Keen to build his portfolio and venture into other sectors, Eastwood later opened a chain of bookmakers, which, decades later, with 54 shops to his name, was sold to Ladbrokes for £135 million. “Everyone bets – they love a bet and they are fearless at times,” Eastwood, then 75, said at the time of the sale in 2008.
His journey into professional boxing, meanwhile, began in the Sixties when a friend of his was having difficulty selling a fight. Eastwood helped out, not knowing it would lead to him promoting countless boxing shows of his own before managing Barry McGuigan in the Eighties.

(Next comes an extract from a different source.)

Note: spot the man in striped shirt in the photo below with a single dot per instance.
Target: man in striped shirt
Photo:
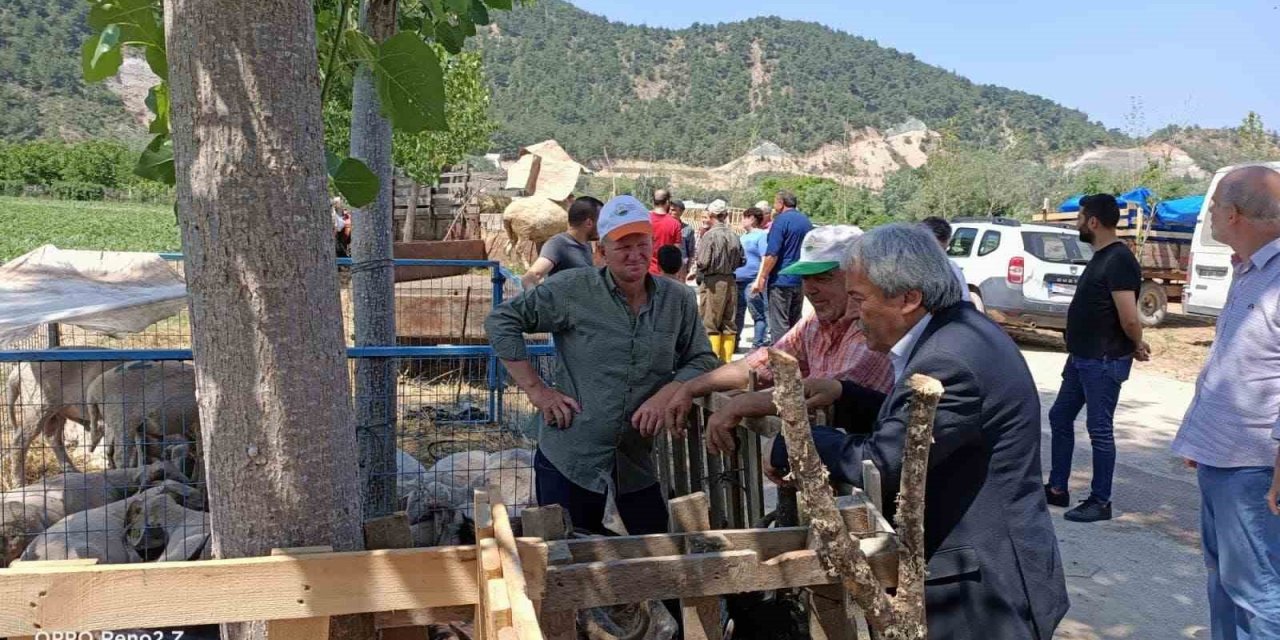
(1230, 430)
(830, 343)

That famous and fruitful association helped make Eastwood a household name and helped McGuigan, someone whose ring success was a symbol of hope during the Troubles, become a world featherweight champion. Their apotheosis arrived at Loftus Road in 1985, the night McGuigan toppled Eusebio Pedroza to lift the WBA featherweight crown, about which Eastwood said: “It was a good time and great for the public. It was during a period when people were crying out for something to lift things, brighten life, someone they could support in sport. He just came at the right time.”

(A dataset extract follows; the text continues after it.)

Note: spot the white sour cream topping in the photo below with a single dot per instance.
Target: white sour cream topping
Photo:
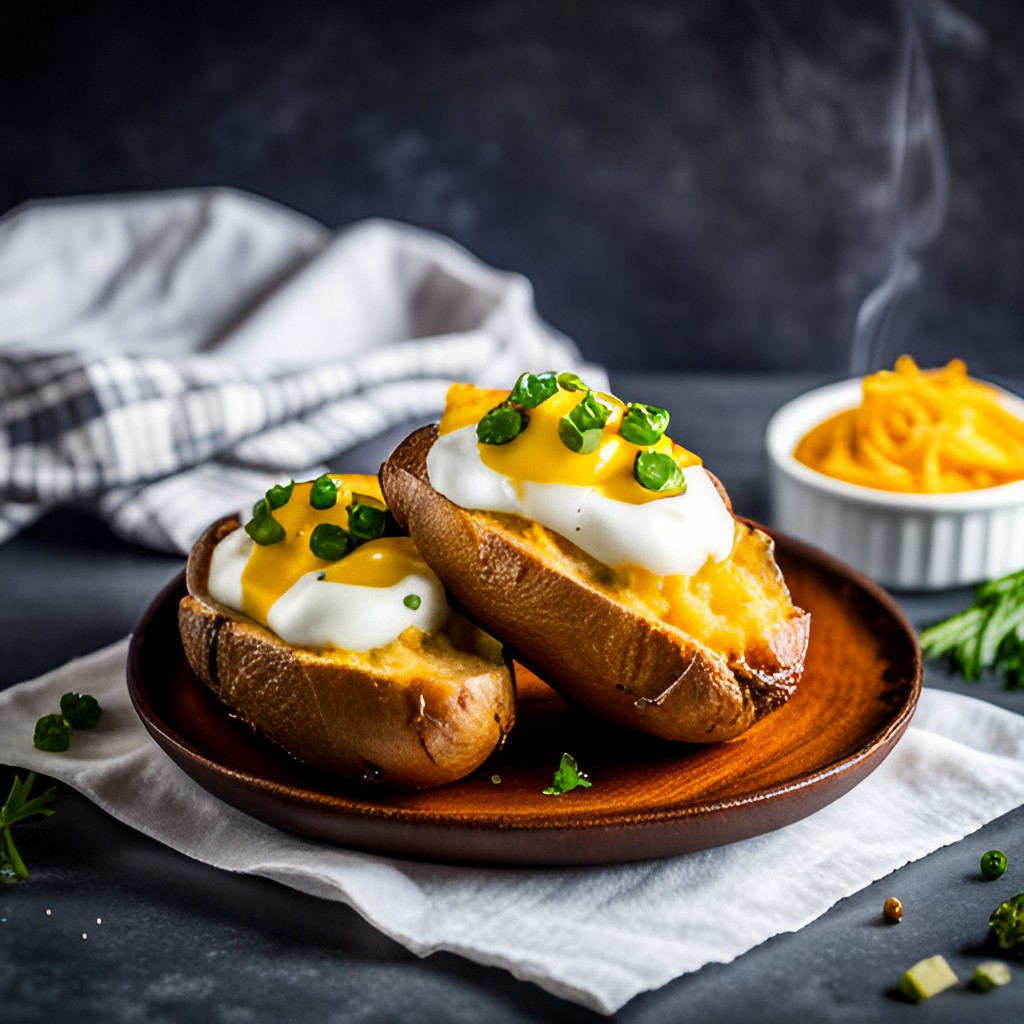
(315, 612)
(672, 536)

Alas, the Eastwood-McGuigan dream team was, like so many relationships in boxing, later soured due to an acrimonious falling out and legal battle, which saw Eastwood awarded £450,000 in damages.
On Monday, McGuigan, commenting on news of Eastwood’s death, wrote: “I’m saddened to hear of the passing of Barney Eastwood. He was a big character who really knew his boxing. We achieved great things together and shared some amazing times. My deepest sympathies to his wife Frances and his family at this difficult time.”
During the Eighties, Eastwood opened Eastwood’s Gym above his betting shop on Chapel Lane and also promoted a number of other world champions, including Dave McAuley, Crisanto Espana, Paul Hodkinson and Victor Cordoba.
“I wouldn’t have been a world champion without him,” McAuley, a flyweight who won IBF gold in 1989, told the Belfast Telegraph.
“He was a great man and a great friend and mentor. I could ring him up about anything and the advice he would give would be spot on. If you had problems and you shared them with him he would listen and then make them feel like they weren’t a problem any more. We were in regular contact and I’m really going to miss him.
“He was a man who was years ahead of his time and when it came to doing deals he was about six steps ahead of the other guy. One thing people don’t know is that he never took a penny off me my whole career even though he was entitled to 25%. We even had a deal for my world title fights that we would split the profit, 50-50. That was unheard of in those days.
“He had that great knack of making you believe you were a far better athlete than you were. The confidence he had filtered down to you and if you were in trouble in a fight he was the ideal man in the corner because he calmed you down and made you believe you were going to win. He put you at ease.”
The thoughts of everyone at Boxing News are with the Eastwood family at this difficult time.